Powerball’s current $1.7 billion jackpot is the longest a mega-prize has gone without being claimed — but experts say there’s a 50-50 chance someone will buy a winning ticket from here on out.
The huge jackpot has gone five drawings worth at least $1 billion after players hit on Monday, with the sixth drawing coming on Christmas Eve Wednesday night.
That’s the longest a billion-dollar jackpot has gone without being won — the previous record holder being the Oct. 2023 jackpot, which found a winner after five billion-dollar drawings.
September’s $1.787 billion jackpot was won after three drawings after the pool hit $1 billion, while the all-time largest $2.04 billion Powerball jackpot in 2022 was won after three 10-figure drawings.

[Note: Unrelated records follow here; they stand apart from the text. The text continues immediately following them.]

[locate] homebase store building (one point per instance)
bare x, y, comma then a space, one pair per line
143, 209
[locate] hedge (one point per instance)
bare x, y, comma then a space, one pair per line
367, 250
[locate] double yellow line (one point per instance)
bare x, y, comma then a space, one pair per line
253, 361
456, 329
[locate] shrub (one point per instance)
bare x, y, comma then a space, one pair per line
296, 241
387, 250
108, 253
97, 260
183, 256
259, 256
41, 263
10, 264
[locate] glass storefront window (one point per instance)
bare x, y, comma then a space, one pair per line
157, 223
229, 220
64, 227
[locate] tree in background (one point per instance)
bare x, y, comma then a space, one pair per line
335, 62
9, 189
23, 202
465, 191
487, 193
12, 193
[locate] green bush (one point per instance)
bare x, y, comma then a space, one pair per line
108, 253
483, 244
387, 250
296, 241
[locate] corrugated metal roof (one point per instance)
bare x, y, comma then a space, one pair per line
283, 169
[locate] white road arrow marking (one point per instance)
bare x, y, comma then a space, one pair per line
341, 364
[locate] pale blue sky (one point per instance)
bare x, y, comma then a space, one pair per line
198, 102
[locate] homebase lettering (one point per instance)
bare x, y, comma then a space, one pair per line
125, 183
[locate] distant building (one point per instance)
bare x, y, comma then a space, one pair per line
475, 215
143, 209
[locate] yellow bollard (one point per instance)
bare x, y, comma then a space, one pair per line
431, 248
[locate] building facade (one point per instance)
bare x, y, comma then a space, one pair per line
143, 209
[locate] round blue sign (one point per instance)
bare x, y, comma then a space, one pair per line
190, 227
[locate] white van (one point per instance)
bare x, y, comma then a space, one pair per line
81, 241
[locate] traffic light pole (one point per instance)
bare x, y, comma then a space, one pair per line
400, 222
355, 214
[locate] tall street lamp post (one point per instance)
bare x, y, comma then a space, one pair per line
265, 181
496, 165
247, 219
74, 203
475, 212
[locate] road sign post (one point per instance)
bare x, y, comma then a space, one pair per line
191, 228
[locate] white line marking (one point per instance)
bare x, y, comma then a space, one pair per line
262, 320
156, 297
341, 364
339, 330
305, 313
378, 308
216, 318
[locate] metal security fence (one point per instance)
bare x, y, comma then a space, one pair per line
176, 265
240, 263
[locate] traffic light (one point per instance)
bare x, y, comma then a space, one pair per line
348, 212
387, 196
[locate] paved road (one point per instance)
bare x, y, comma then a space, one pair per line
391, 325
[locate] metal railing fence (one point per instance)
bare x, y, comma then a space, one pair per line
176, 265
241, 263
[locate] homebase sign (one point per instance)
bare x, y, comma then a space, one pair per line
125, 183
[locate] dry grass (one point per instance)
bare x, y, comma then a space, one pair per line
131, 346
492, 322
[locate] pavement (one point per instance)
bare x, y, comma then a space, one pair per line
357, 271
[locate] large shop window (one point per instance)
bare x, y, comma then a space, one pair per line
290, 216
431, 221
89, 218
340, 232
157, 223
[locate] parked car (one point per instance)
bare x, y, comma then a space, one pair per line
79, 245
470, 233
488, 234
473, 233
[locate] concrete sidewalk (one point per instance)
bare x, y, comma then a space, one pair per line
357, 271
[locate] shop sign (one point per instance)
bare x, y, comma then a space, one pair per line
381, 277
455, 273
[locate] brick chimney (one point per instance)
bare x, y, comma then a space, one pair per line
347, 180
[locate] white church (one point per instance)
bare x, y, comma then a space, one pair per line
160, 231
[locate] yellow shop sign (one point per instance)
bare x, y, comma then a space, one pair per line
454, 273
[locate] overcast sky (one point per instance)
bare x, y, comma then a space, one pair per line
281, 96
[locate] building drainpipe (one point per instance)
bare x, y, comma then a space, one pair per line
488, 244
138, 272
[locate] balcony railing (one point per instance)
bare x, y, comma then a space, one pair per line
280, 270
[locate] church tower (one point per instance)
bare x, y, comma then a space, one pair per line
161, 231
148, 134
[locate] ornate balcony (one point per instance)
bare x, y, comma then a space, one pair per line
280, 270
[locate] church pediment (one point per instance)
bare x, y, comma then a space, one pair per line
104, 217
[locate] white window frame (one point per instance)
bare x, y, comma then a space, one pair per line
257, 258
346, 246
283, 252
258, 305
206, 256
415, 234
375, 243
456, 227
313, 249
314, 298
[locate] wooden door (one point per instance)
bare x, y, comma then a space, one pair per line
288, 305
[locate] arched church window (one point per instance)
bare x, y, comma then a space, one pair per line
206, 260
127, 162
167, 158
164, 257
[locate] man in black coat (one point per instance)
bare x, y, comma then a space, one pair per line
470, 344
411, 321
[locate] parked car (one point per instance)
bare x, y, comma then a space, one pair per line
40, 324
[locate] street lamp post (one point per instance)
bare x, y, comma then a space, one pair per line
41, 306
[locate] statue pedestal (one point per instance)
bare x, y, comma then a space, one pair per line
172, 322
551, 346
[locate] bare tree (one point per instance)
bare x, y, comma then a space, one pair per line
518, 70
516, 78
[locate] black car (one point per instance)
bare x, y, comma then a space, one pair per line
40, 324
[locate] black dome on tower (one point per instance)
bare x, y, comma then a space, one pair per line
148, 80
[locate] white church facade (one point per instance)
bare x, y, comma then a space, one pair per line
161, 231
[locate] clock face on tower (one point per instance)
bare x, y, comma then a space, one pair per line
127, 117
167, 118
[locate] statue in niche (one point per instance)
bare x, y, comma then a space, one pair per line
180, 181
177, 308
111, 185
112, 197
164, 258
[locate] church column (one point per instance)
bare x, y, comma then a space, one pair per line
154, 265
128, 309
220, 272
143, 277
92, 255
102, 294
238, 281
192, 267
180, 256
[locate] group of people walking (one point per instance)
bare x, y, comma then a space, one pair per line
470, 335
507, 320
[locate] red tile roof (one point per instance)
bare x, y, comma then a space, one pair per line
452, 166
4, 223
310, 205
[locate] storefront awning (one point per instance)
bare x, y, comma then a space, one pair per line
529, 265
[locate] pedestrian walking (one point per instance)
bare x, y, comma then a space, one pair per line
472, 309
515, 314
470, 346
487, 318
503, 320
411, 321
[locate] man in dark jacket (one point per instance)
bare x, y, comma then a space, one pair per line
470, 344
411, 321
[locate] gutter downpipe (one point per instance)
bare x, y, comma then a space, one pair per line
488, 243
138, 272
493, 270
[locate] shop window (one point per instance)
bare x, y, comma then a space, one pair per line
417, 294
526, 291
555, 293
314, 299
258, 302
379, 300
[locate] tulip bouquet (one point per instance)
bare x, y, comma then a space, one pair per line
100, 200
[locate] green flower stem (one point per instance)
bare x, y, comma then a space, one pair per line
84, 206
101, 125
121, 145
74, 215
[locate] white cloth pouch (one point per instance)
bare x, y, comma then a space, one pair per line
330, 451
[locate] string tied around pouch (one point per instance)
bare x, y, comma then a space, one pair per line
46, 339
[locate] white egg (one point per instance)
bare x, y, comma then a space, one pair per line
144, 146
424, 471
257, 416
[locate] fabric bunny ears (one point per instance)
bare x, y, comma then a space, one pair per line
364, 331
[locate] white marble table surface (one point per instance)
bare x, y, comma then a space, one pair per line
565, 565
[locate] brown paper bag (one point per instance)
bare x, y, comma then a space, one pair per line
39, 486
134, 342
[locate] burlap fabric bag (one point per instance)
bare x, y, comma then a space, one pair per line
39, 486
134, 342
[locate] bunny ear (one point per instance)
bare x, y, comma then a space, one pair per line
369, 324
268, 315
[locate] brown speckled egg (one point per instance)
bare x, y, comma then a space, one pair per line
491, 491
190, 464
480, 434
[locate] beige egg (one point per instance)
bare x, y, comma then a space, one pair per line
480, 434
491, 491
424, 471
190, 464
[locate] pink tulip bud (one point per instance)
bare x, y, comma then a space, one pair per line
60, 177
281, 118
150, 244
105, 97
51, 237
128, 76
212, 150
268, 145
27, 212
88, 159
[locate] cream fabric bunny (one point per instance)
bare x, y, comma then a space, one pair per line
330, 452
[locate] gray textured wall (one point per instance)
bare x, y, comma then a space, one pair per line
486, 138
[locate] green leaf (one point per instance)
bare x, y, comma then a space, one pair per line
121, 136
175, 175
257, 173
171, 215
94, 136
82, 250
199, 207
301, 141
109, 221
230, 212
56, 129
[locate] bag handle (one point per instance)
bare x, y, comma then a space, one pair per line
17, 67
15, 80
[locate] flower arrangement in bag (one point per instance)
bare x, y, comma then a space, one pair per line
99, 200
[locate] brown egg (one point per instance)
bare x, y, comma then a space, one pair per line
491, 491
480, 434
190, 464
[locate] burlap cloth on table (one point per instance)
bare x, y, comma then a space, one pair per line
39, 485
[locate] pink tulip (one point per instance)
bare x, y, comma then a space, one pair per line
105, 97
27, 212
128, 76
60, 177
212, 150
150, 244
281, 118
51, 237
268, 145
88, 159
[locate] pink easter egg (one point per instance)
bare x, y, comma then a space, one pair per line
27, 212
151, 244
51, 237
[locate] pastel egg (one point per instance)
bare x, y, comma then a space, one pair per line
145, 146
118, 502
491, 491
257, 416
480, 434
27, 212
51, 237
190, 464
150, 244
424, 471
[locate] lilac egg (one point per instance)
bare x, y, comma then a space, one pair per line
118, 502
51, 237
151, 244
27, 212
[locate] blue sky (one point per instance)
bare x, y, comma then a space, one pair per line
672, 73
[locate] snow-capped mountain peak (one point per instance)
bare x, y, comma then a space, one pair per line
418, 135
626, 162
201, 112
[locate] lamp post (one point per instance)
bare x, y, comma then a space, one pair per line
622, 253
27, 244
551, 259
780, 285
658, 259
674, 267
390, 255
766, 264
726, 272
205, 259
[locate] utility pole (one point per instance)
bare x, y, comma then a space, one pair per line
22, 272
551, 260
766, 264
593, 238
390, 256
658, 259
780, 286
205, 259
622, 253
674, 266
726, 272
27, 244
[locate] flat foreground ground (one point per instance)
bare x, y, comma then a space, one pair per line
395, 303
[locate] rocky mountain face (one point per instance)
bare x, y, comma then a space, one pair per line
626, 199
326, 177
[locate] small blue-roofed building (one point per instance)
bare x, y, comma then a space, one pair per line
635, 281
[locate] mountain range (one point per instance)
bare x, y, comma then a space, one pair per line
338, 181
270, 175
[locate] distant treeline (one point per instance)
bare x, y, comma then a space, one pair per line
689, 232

Powerball’s other two billion-dollar jackpots — from 2016 and 2023 — found winners on the first drawings after crossing that threshold for a total of two billion-dollar drawings.
But the current record is merely random, with the odds of a winner being found soaring to about 50% once a jackpot reaches $1 billion, according to lottery experts.
“As the jackpot climbs toward a billion dollars, ticket sales surge, and the odds of a winning ticket being sold jump to roughly 50 percent — essentially a coin flip,” Davidson University mathematician Tim Chartier told The Post.
“We typically see only a small number of drawings at or above the billion-dollar level. But flip a coin often enough and you’ll occasionally see three or four heads in a row, which is simply randomness at work,” he added. “Eventually tails shows up.”
Below the $1 billion threshold, however, the odds of finding a winner are much lower as fewer people are drawn by the enormous jackpot.
“When the jackpot is around $500 million, fewer tickets are sold, and the chance that someone wins the jackpot is only about five percent,” Chartier said.
But a heads or tails chance of finding a winner somewhere in the country does not equate to greater odds of being that lucky person — an individual’s chance of winning remains an astronomically unlikely 1 in 292.2 million.
However, somebody, somewhere will take the win.
“In the lottery, that ‘tails’ is the life-changing drawing that produces a winner,” Chartier said.
Despite the enormous prize, the current jackpot is still only the fourth largest in history.
The $1.7 billion is worth $781.3 million before taxes for winners who choose to take home the lump sum, or about $58.6 million annually pre-tax for winners who choose the annuity option.
Wednesday’s drawing is scheduled for 11 p.m. ET.